Blimp-1 over-expression abrogates IL-4- and CD40-mediated suppression of terminal B cell differentiation but arrests isotype switching.

Following stimulation, primary B cells either directly undergo terminal differentiation to IgM-secreting plasma cells or enter the memory pathway characterized by affinity maturation and isotype switching. Which of the various fates is adopted by B cells is determined by the strength and duration of the antigenic signal, the availability and quality of T cell help and additional signals derived from the germinal center milieu.
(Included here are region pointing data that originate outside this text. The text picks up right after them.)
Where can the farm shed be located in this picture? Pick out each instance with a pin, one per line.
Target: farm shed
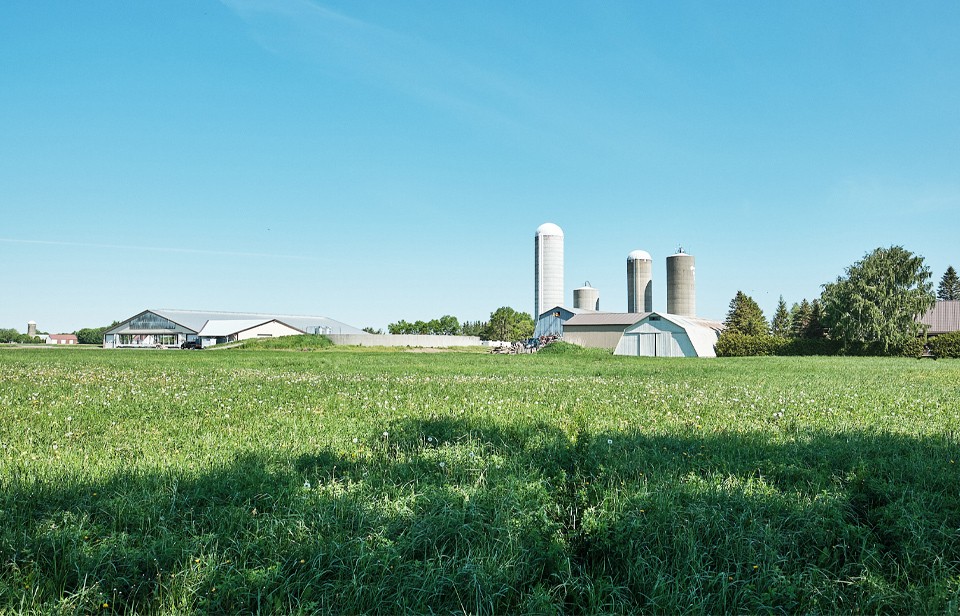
(220, 331)
(943, 318)
(550, 323)
(171, 328)
(598, 330)
(62, 339)
(668, 335)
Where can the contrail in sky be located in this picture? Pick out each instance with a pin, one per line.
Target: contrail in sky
(225, 253)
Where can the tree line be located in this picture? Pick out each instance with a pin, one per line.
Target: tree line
(872, 309)
(504, 323)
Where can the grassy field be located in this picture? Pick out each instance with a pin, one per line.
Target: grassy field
(351, 482)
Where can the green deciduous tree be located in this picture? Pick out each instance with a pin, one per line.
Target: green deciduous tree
(745, 316)
(780, 326)
(949, 287)
(508, 325)
(879, 299)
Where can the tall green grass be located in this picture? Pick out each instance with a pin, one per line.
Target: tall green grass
(346, 482)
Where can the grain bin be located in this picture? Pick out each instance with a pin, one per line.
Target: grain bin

High rate secretion is correlated with endogenous Blimp-1 levels and can be caused by ectopic expression of Blimp-1. Using cultures of resting primary mouse B cells stimulated in vitro in various combinations with IL-4, anti-mu F(ab')2 or anti-CD40 in the absence or presence of lipopolysaccharide, we show that IgM secretion and the expression of Blimp-1 is either not induced or even suppressed by B cell receptors (BCR) or CD40 ligation and by IL-4. Additional treatment with IL-2 and IL-5 induces Blimp-1 expression and facilitates IgM and IgG1 secretion, which can also be achieved by retroviral transduction of Blimp-1. On the other hand, the drastic increase in membrane IgG1(+) cells with time in cultures treated with IL-4 is greatly diminished in cells forced to express Blimp-1. We conclude that suppression of Blimp-1 by antigen-BCR interaction and T helper cell-dependent CD40 and IL-4 signaling are necessary to facilitate entrance into the memory pathway and to prevent terminal differentiation.